In answer, he heard a ripple of amused laughter. “Not on your life, Mr. Dickens. If I'd've wanted you to know who I am, I would've told you before now. I'm staying back here in the cloakroom and
you
are staying right where you are.” Her words were punctuated by the loud clap of thunder that followed the lightning. It rattled the glass in the old building's windows—what was left of them.

The cloakroom. So that was why they were meeting here, Charlie realized. She had deliberately chosen this place so she could conceal herself while they talked and watch him through that peephole. He was disappointed, but he reminded himself that this was only the opening inning of their little game. Just because Mata Hari intended to get things started this way didn't mean they had to end this way. No question about it, he needed to know who she was and what her connection was to the camp. His story would carry
a lot more weight if he could quote his source and say how she got her knowledge. But to entice her out where he could see her, he first needed to make a move that would establish
him
as in control of their meeting.

“Any way you want it,” he said with a shrug of one shoulder. He dropped his cigarette into the dust of the aisle, got off the desk and stepped on it, and sat back down again. “Personally, I think it'd be friendlier if we could talk eye to eye. You know, friend to friend. But you can stay back there if that's how you want it.”

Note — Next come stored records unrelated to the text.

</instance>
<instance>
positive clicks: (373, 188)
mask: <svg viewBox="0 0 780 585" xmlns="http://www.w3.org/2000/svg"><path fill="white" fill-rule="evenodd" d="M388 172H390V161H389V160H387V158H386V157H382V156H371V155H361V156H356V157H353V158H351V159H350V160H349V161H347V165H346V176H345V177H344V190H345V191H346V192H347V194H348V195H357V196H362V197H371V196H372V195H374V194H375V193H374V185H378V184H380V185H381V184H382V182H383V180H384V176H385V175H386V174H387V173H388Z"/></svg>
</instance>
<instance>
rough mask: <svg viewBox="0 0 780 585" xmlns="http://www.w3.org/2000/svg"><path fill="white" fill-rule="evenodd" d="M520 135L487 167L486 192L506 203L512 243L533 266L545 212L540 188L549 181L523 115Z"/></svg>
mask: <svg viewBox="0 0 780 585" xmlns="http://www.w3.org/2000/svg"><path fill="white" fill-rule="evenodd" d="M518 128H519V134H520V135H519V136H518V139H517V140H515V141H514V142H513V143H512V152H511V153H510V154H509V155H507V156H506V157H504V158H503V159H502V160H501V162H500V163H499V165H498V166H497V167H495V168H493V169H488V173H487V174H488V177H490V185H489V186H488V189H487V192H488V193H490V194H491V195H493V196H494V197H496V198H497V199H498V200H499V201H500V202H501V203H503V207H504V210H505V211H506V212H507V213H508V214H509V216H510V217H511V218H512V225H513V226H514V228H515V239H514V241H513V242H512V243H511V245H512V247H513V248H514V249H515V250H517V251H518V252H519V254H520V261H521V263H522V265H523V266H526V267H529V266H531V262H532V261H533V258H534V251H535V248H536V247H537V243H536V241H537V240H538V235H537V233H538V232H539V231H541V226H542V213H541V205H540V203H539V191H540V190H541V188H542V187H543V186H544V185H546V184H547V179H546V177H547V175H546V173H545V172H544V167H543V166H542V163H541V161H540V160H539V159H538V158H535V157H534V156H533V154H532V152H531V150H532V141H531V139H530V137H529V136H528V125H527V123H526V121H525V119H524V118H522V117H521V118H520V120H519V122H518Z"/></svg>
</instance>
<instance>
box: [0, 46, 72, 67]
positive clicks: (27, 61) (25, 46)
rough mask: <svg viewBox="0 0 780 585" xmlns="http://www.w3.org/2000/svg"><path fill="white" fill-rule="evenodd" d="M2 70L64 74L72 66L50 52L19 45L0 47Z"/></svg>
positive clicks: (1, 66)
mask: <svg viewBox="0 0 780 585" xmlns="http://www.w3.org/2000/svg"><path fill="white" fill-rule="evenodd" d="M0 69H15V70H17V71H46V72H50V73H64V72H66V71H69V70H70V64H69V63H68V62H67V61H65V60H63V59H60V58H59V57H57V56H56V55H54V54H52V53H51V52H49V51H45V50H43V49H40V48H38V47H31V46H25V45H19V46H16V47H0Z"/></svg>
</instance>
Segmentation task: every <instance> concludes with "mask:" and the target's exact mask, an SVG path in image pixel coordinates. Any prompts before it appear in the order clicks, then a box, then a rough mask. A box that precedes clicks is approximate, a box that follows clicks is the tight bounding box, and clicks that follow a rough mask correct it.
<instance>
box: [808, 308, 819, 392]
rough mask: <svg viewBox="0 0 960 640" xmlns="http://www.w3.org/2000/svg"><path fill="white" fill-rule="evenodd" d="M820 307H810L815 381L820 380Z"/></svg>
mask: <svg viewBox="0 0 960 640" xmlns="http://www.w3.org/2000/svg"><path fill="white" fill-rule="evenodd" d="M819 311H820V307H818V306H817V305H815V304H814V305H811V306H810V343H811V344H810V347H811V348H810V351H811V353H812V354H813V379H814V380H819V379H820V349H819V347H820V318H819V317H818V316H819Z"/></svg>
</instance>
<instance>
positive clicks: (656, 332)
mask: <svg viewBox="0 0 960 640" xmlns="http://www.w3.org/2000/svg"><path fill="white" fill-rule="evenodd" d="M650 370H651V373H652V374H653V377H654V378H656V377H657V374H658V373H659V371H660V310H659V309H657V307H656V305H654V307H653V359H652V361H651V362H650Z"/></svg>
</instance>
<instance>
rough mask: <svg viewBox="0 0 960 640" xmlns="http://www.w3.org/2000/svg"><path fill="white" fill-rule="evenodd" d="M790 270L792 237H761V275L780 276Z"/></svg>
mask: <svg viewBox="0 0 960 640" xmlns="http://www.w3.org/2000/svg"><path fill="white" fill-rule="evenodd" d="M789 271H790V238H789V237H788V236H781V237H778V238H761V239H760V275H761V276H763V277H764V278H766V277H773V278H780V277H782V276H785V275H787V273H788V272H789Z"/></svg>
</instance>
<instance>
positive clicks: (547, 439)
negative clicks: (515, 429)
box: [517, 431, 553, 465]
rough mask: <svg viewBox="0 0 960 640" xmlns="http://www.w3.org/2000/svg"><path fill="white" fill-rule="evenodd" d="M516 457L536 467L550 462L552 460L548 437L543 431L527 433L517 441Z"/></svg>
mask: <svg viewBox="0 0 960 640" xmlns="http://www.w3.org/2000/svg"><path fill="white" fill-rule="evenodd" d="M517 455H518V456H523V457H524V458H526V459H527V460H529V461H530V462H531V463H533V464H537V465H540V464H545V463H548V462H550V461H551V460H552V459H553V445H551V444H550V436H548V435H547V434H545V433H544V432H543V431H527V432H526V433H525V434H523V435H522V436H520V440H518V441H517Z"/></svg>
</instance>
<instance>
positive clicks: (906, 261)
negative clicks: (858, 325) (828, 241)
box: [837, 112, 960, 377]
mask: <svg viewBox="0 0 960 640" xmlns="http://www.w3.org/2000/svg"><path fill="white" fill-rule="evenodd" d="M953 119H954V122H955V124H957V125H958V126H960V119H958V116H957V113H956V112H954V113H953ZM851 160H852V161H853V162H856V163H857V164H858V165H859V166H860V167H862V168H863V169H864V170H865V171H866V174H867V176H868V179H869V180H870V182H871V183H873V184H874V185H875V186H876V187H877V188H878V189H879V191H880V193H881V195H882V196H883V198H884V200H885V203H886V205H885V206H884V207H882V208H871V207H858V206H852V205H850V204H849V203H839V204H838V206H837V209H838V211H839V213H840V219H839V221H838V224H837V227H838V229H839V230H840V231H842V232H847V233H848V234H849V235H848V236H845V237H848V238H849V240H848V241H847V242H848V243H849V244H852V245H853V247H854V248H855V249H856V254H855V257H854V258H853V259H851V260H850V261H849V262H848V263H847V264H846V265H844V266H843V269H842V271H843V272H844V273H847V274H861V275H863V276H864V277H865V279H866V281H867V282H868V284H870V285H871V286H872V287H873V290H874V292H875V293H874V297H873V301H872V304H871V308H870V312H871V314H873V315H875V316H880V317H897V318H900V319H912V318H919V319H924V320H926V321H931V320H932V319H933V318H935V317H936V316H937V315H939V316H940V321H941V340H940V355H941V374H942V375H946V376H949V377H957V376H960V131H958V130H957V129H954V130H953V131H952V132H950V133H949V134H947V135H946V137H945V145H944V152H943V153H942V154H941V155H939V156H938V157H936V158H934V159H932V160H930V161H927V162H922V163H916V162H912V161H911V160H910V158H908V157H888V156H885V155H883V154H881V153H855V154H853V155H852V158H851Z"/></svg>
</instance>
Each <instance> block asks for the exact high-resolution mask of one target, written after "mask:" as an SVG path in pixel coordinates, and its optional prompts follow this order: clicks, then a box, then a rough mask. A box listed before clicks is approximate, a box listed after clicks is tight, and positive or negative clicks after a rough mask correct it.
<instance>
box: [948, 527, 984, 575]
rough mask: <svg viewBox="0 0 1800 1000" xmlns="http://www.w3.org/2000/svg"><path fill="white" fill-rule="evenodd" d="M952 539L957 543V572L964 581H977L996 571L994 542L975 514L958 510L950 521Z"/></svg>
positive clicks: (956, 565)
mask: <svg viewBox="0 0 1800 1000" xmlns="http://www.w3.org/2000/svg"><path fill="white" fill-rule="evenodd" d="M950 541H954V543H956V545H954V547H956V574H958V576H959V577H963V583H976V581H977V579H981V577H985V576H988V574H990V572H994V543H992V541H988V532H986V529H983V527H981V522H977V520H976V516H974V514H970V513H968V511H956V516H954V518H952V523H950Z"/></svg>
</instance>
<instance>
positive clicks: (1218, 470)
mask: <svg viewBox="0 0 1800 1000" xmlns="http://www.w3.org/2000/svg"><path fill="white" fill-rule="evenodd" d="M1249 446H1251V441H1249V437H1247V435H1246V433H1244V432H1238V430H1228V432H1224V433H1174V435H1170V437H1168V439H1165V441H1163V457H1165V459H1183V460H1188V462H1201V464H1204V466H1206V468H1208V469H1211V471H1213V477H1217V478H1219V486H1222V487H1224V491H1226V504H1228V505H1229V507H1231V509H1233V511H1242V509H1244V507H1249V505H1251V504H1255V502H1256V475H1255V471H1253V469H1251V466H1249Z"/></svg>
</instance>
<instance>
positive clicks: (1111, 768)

“That's generous of you,” she said with a dry irony.

“Yeah. I'm a generous person.” He pulled out his wallet and removed the handwritten four-sentence note she had sent him earlier. “Let's start off with what you wrote to me. It's actually pretty explosive stuff.” He unfolded it and read aloud, raising his voice over another growl of thunder.

Dear Mr. Dickens,

I think you ought to know that the purchasing program at the CCC camp is totally crooked. To get a contract, a farmer or supplier has to hand over a percentage of what he expects to get paid. Sometimes it's ten percent, sometimes fifteen or even twenty, but he has to pay it before he gets the contract. Nobody dares to blow the whistle on this dirty dealing because everybody wants the money they get for whatever they're selling.